Morgen sollte es mit dem Jugendchor des Goethegymnasiums Schwerin zum Internationalen Chorwettbewerb nach Gdańsk – also zu Deutsch Danzig – gehen. Auf einmal klingelte das Handy und der Chorleiter Daniel war dran. Er sagte: „Sarah, weißt du eigentlich, dass die Beamten an der polnischen Grenze Fieber messen und nicht jeden rein lassen wegen diesem “Corona-Virus“? Nein, wusste ich nicht. Ich hatte zwar von dem Virus in China gehört, doch nicht hier in Europa! Dann ging es hin und her. Fahren wir, fahren wir nicht? Fahren wir, fahren wir nicht? Letztendlich hatte die Schule noch einmal beim Kultusministerium angefragt. Dieses genehmigte uns die Fahrt. Die Würfel waren gefallen.

Ich machte mir noch einen netten Abend in Schwerin. Ich war erstaunt, wie schön die Hauptstadt von Mecklenburg-Vorpommern ist. Mitten in der Stadt liegt das Schloss Schwerin erhaben auf der Schlossinsel. Eine wunderschöne kurze Brücke verbindet das Schloss mit dem “Festland”. Als ich vorbeispazierte, war es romantisch erleuchtet. Irgendwie hat es mich an das Logo von Walt Disney mit dem Schloss erinnert. Ich wäre nicht erstaunt gewesen, wenn Rapunzel plötzlich ihr Haar heruntergelassen hätte.

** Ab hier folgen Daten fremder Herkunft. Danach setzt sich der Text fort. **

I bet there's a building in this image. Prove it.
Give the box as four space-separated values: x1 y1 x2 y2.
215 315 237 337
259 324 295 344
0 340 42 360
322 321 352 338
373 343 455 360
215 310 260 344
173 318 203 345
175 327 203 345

Also wirklich märchenhaft – und das mitten im Stadtzentrum! Genauso wie der Pfaffenteich. Da liegt doch tatsächlich ein Teich, den man eigentlich in einem Park oder Erholungszentrum erwarten würde, mitten in der Stadt. Schwerin ist wahrhaftig eine Stadt mit ganz besonderem Charme und Charakter. Aber eigentlich war ich ja auf Geschäftsreise und nicht zu einem romantischen Wochenende hier – also ab ins Bett! Am nächsten Morgen musste ich wieder fit sein für das neue Abenteuer – und das wurde dann auch wirklich ein Abenteuer!


12. März 2020

Anreise Schloss Rybokarty

Wir wollten uns gegen 07.30 Uhr treffen. Um 07.15 Uhr hatte ich Maciej, den Veranstalter des Wettbewerbs, in Danzig angerufen, ob das Festival überhaupt stattfinden würde. Er meinte, dass ein paar Chöre abgesagt hätten, doch 14 Chöre aus ganz Europa, sogar aus Island, wären noch am Start.

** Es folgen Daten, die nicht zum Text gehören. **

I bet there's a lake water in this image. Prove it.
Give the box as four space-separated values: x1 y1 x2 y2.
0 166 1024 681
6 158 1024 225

Als ich auf die Gruppe stieß, gab es ein großes „Hallo Sarah“, denn ich war mit diesem Chor letztes Jahr bereits in Tallinn auf einem Wettbewerb gewesen. Doch bevor es losging wurde erst einmal Fieber gemessen! Die Mutter eines Schülers ist Ärztin. Sie hatte ca. 60 „Einweg-Fieberthermometer“ dabei, die jeder für einige Minuten in den Mund stecken musste. Das war ein Bild für die Götter!

Leider mussten 3 Mädchen zuhause bleiben, da sie über 37 °C Temperatur hatten, doch wir wollten nicht riskieren, dass die ganze Gruppe an der Grenze zurückgewiesen würde. Dann ging es endlich los! (Zwei Stunden nach unserer Abfahrt wurden alle Klassenfahrten offiziell abgesagt.)

Zum ersten Mal in nunmehr 20 Jahren des Reisens hatte ich eine Busfahrerin: Marion. Sie kannte die Gruppe auch schon lange und so waren wir schnell ein eingespieltes Team da vorne im Bus. Unser erstes Ziel war allerdings nicht Danzig, sondern das Schloss Rybokarty.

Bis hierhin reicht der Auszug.